The PAM contribution to Article 48 readiness is the forensic timeline. When a credential compromise hits, the regulator does not want a narrative — they want the session log: which account, from which source, accessing which records, with what commands. A PAM with command-level audit produces that artifact within minutes; an environment without it spends days reconstructing what happened from heterogeneous syslogs.

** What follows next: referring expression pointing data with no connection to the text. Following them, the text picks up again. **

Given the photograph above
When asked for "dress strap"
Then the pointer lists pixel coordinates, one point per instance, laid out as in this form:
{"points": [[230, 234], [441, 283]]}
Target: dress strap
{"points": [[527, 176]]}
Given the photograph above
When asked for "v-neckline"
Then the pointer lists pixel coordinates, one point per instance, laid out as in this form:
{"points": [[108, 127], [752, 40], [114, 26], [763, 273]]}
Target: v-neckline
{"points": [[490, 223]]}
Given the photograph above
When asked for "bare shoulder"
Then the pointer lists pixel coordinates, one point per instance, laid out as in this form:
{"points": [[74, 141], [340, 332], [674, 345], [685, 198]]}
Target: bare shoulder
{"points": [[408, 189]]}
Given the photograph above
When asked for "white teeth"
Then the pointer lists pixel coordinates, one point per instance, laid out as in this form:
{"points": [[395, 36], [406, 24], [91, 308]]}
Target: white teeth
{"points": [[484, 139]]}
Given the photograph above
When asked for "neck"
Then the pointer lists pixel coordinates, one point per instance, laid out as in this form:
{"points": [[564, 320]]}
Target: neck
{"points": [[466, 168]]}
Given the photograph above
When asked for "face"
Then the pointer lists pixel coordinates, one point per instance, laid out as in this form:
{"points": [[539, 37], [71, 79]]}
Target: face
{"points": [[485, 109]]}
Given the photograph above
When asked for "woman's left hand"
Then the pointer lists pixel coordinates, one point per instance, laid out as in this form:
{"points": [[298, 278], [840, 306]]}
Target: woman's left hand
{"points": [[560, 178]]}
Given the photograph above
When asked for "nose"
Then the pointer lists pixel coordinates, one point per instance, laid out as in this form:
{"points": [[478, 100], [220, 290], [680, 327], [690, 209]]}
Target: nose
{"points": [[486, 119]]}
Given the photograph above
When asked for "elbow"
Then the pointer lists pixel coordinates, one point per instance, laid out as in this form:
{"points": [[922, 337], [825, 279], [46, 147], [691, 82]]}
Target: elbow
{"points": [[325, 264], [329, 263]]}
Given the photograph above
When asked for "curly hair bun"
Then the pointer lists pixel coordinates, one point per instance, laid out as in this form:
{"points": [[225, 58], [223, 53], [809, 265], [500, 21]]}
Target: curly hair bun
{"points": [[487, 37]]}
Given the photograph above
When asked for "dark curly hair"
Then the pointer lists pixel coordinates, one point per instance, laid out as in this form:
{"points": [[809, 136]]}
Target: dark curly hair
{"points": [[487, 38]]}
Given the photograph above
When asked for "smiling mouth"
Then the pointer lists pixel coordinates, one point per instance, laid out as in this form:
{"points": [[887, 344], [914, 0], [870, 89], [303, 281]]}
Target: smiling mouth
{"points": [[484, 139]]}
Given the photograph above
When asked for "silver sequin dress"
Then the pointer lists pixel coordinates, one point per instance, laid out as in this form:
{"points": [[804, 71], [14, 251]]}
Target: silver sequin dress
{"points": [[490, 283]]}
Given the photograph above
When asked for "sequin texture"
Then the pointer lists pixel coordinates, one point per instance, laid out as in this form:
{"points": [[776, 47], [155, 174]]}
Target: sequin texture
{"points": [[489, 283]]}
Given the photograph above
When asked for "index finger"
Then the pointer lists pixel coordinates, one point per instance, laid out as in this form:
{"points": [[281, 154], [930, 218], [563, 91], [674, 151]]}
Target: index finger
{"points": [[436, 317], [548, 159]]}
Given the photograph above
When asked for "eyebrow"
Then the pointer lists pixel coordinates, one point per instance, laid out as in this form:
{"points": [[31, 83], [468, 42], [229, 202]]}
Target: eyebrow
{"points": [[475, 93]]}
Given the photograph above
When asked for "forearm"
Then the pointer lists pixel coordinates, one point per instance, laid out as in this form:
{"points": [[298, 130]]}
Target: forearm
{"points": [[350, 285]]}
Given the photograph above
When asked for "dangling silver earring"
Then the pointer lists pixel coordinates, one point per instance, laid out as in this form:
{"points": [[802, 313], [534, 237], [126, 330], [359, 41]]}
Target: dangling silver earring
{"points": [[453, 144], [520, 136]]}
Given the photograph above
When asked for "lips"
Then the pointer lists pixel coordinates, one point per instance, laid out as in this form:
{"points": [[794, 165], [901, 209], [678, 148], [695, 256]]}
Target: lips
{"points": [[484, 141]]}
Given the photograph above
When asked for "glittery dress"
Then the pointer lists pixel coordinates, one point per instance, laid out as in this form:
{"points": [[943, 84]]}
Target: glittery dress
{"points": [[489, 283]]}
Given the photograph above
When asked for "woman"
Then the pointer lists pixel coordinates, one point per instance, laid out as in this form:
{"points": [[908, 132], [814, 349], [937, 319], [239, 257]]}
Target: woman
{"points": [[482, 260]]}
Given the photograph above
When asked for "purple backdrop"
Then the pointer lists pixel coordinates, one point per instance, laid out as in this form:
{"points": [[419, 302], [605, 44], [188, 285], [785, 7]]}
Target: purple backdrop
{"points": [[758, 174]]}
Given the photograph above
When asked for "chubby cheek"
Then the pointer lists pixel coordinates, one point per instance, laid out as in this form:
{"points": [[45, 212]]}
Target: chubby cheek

The ANPD evidence checklist

In the published guidance documents, ANPD repeatedly emphasizes three artifacts: inventory of treatment (Art. 37), incident response playbook with notification SLAs (Art. 48), and access-control evidence (Art. 46). PAM is the second-cheapest of the three to operationalize and the one most often missing.

How DataDike maps to LGPD

DataDike ships LGPD-specific dashboards that align to Articles 46, 47, and 48 directly: a privileged-access inventory by system classification (allowing the controller to filter for "systems treating personal data"), an off-boarding timeline that proves revocation latency, and an incident-response export that produces the Article 48 evidence pack in the format ANPD inquiries have asked for in recent inspections.

For Brazilian financial services and healthcare operators specifically — where LGPD intersects with BACEN, ANS, or CFM requirements — the same audit stream feeds both the LGPD evidence pack and the sector regulator's separate format. Operators who run both reports out of one platform spend less time on overlapping evidence and more time on the work the regulators actually intended to drive.